On the moral rightness of markets


This quotation comes, via Cafe Hayek, from Pope John Paul II's encyclical Centesimus Annus from 1991:
In this expanding economic community, the pope observed, a market system encourages the virtues of “diligence, industriousness, prudence in undertaking reasonable risks, reliability and fidelity in interpersonal relationships, as well as courage in carrying out decisions which are difficult and painful but necessary, both for the overall working of a business and in meeting possible set-backs.”
Too many people spend too much time trying to tell us that markets are some sort of moral vacuum and that, for all their usefulness, markets are essentially a necessary evil. Or even that they don't exist at all.

Truth be told markets are, as Pope John Paul II recognised, one way in which humans interact and for most exchanges in most markets the principle of the handshake applies. I recall a friend who provided legal support for the Showman's Guild describing a land deal between two showmen and how the seller, having spat on his hand and shaken with the buyer, would not even meet with another man who wanted to offer more money.
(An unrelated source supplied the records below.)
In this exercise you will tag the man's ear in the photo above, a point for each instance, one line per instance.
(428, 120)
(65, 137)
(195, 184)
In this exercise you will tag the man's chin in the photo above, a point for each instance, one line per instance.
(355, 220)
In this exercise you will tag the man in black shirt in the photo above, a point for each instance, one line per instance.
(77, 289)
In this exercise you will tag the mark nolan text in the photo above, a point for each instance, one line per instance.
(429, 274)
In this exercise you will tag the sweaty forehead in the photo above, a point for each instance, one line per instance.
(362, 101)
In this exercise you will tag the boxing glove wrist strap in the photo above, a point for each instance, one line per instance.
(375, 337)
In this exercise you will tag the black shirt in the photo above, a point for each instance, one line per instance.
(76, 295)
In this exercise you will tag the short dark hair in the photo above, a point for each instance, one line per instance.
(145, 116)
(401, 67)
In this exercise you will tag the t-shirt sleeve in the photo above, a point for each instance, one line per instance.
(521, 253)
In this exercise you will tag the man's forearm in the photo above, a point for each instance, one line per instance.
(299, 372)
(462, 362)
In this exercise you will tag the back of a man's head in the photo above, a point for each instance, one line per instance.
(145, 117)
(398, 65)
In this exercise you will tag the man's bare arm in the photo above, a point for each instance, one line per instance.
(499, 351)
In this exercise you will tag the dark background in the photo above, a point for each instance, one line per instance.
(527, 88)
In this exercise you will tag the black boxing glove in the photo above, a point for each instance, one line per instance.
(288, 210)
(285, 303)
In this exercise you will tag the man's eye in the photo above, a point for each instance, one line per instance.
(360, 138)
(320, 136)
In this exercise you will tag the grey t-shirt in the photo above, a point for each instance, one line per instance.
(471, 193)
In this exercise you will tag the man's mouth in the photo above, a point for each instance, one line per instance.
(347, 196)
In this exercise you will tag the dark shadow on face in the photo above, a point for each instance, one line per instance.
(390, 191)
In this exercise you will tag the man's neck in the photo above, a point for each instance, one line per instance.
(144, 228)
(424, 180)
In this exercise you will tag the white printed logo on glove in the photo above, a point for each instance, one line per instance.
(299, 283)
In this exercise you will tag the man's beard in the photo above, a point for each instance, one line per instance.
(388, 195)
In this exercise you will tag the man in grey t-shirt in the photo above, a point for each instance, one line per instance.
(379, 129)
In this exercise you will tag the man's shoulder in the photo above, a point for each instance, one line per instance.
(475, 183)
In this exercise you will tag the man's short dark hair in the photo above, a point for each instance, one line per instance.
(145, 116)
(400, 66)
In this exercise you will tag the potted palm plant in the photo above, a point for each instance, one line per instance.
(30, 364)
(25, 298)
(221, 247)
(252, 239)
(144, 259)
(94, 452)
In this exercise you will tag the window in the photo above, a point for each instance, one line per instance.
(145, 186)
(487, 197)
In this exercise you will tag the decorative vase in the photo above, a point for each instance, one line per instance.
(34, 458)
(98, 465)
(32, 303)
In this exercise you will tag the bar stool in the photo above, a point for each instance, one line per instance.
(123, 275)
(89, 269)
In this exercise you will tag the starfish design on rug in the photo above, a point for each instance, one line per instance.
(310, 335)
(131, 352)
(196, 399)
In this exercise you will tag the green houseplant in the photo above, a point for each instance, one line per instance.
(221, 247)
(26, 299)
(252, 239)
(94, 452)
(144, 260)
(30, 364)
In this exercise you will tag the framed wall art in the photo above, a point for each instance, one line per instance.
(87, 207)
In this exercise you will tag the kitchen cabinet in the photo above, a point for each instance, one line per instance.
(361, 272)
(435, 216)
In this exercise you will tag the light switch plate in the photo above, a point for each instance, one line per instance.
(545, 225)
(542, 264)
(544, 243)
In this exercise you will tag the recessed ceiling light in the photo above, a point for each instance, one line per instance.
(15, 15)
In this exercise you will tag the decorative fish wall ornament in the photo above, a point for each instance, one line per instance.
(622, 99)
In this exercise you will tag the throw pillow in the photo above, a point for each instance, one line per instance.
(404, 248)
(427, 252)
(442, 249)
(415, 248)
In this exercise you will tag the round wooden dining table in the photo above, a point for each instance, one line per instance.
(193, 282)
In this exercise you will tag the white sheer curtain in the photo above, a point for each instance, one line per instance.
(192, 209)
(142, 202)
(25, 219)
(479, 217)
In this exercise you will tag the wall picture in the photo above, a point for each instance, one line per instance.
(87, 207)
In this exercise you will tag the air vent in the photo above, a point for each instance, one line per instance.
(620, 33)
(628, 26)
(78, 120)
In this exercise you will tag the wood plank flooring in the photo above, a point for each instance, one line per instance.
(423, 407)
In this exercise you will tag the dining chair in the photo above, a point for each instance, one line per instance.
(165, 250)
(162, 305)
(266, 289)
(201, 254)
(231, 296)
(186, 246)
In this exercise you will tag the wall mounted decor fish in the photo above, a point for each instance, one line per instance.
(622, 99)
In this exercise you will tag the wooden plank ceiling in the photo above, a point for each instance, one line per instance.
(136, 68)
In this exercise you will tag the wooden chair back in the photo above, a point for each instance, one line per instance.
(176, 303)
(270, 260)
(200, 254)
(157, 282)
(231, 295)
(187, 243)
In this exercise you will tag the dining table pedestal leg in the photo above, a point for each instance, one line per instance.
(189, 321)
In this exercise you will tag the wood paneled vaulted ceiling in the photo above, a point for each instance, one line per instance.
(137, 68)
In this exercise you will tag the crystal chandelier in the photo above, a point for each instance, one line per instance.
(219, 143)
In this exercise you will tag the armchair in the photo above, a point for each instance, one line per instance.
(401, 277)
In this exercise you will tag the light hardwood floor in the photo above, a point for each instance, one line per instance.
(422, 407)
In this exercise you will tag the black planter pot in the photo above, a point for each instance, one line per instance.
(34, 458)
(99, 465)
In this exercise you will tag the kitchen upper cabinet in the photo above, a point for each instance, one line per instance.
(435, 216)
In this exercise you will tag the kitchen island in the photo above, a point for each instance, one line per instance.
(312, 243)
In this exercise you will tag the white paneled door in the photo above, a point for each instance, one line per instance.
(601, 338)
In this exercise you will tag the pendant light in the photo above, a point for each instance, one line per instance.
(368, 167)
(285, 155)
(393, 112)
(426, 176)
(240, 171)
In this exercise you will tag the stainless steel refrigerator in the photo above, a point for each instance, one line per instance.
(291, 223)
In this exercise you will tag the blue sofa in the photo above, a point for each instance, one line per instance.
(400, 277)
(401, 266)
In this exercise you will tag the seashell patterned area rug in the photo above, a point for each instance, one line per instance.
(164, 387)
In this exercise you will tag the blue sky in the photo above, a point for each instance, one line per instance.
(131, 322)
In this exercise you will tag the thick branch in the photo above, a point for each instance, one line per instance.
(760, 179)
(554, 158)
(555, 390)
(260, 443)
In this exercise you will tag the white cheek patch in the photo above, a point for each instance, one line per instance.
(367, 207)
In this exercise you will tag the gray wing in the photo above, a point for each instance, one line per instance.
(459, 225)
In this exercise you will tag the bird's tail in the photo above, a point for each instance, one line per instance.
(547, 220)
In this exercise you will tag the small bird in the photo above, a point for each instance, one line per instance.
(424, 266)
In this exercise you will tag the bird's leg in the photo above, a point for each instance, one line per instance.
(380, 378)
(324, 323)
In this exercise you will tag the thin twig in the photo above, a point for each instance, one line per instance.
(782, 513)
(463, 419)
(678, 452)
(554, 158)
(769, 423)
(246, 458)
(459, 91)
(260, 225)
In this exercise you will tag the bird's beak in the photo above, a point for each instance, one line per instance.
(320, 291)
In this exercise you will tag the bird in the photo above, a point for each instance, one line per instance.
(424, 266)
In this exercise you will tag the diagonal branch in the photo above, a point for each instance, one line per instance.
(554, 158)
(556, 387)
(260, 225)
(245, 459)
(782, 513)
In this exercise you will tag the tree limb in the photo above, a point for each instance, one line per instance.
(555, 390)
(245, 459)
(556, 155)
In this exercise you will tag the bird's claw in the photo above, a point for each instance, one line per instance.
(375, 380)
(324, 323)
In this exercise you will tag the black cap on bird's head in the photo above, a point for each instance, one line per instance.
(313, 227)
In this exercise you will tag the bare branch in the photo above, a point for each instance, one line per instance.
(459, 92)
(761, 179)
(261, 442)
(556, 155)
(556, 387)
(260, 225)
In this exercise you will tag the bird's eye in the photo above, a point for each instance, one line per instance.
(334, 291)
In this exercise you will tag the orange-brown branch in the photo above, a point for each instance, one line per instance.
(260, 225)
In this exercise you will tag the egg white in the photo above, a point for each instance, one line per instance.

When I think of all the transactions and exchanges - whether or not money is involved - that rely on a high degree of trust in the other party (trust taken on faith not through some lawyer's contract), it seems to me that the market is a powerful force for goodness, for those virtues the late pope named. There are billions of exchanges and transactions every year, all taking place in a market, and a vanishingly small proportion of those events are corrupt, exploitative or unethical. It is, perhaps, this truth that we should focus on rather then the dry, utilitarian benefits of the market the economics text books speak of.